As their caustic standoff escalates from violent kidnapping to captivity in a dingy basement, tools of corporate communication run into a wall of unshakeable convictions. It’s not easy to like either of these people (newcomer, non-professional neurodivergent actor Aidan Delbis, an exception), but the film succeeds in being both provocative and thoughtful. Building suspense, introducing doubt, yet refusing to play coy, it carefully exposes layers of tragedy on its way toward a stunning reveal of the truth of the imagined threats.

Credit: Agata Grzybowska / Focus Features

Hamnet

If I know one thing for sure it’s that when Paul Mescal rolls into Telluride, I’m going to leave the theater stabbed in the guts in the absolutely best way. His turn, here as William Shakespeare in the film adaptation of Maggie O’Farrell’s novel continues that trend. On this mystical wooded stage far from London, the great playwright is but a supporting player in this tragic imagining of an exceptional woman and the growing family who inspired his greatest works.

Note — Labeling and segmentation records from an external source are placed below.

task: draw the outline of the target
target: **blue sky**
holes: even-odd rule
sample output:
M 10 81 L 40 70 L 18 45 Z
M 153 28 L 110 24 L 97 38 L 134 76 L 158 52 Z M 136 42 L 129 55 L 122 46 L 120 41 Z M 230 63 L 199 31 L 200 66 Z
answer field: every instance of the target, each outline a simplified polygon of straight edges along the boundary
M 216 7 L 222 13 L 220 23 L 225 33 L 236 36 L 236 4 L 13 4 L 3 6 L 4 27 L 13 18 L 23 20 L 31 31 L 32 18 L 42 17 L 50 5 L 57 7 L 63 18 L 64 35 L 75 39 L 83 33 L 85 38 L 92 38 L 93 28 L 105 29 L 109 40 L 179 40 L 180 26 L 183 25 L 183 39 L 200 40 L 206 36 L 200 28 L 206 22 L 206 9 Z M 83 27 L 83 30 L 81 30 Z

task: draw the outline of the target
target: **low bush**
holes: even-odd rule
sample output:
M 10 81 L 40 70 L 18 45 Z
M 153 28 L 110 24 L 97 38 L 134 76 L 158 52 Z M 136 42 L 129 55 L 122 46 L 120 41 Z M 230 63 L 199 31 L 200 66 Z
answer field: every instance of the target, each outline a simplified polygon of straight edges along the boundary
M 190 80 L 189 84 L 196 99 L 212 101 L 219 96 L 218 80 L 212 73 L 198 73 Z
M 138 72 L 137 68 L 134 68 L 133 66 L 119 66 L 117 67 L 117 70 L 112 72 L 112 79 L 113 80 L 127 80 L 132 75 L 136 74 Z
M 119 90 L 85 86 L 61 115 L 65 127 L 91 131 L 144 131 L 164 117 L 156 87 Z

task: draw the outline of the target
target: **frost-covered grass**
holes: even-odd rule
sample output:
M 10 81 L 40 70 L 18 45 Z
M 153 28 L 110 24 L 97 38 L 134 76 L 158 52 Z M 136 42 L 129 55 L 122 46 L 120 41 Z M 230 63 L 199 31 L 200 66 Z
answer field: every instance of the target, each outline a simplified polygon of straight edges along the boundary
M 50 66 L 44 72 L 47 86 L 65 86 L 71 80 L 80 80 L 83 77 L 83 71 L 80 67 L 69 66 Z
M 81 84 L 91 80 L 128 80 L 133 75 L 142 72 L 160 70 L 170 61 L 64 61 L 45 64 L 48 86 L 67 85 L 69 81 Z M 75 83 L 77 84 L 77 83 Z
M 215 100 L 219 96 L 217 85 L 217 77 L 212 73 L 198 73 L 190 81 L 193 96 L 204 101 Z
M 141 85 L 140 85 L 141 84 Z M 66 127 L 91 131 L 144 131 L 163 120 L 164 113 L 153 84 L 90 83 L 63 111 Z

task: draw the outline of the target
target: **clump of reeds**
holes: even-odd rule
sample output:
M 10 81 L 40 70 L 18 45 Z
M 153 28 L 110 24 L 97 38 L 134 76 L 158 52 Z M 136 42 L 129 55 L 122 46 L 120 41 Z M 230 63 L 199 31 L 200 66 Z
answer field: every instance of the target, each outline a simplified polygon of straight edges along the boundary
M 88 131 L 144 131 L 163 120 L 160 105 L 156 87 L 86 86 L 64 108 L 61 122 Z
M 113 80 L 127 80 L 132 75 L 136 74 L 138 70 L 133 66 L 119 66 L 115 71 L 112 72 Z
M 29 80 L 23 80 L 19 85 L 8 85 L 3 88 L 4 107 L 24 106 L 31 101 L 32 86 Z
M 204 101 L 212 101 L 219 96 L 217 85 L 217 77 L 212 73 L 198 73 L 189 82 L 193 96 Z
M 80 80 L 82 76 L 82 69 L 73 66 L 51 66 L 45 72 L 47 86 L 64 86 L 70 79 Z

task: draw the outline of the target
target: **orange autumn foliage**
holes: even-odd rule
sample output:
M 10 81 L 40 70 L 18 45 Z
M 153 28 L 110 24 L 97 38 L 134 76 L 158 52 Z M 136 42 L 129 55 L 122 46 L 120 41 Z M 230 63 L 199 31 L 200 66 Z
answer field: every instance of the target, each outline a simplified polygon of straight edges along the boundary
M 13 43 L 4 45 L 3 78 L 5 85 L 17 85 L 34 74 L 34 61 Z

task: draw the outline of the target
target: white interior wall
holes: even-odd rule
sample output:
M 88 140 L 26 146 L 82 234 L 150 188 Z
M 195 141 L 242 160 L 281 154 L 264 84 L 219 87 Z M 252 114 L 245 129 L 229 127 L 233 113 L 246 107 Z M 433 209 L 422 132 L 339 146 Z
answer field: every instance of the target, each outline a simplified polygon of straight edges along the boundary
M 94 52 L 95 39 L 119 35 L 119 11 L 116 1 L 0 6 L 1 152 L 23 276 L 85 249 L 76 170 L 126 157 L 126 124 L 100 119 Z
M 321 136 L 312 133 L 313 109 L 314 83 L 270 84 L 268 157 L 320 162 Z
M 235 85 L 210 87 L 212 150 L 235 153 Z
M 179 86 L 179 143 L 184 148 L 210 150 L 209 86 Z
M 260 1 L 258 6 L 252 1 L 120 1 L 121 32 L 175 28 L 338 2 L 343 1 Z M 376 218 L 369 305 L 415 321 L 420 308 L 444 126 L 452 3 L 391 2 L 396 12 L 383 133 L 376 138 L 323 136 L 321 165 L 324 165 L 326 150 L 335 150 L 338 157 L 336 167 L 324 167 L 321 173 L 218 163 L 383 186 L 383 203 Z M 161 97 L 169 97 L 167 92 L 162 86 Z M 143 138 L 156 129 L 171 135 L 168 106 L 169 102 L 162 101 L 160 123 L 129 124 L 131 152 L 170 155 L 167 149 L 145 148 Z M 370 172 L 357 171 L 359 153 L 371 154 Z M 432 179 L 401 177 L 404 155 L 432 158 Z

We’ve perhaps become too cavalier in tossing around the word “shattering”, but there is simply no other word for the physical effect of Jessie Buckley’s theater-piercing wail of despair or Paul Mescal’s transmutation of unceasing waves of grief in the wake of a death of a beloved boy. With extraordinary dexterity, Chloe Zhao divines the alchemical power of art to stretch across an unknowable gulf, hinting at something tremulous and meaningful on the other side of impossible sadness.

Courtesy of Focus Features

Pillion

Who could have possibly guessed that the squirmiest elements of watching a meek all-grown-up Dudley Dursley (Harry Melling) inadvertently stumble his way into a submissive arrangement with a godlike motorcycle dom played by Alexander Skarsgård (styled alternately like a superhero biker and a hot daddy) — would be the amount of holiday barbershop quartet singing?

Both are canonically Christmas Movies, but this sweet-natured BDSM coming-of-age story of self discovery isn’t your mother’s Babygirl. And by this I mean it’s surprisingly cute, but not nearly as daring in its investigation of sexual dynamics. This is an admittedly odd thing to say about a movie that features back alley blowjobs and a summer camping smorgasbord unlike any you’ve ever seen outside of adult websites, let alone in any other rom-com.

Melling’s transformation from awkward to confident submissive under the withholding tutelage of Skarsgård’s leather bootheels makes for a potent and unlikely journey of discovery. Harry Lighton directs it in a way that it is both transgressive in its depictions of kink yet relatively gentle in its worldview of the people who participate. Taken together, this frank juxtaposition combines into some kind of miracle that delivers a surprisingly warm and fuzzy depiction of dominance and submission that’s incredibly suitable to a general audience.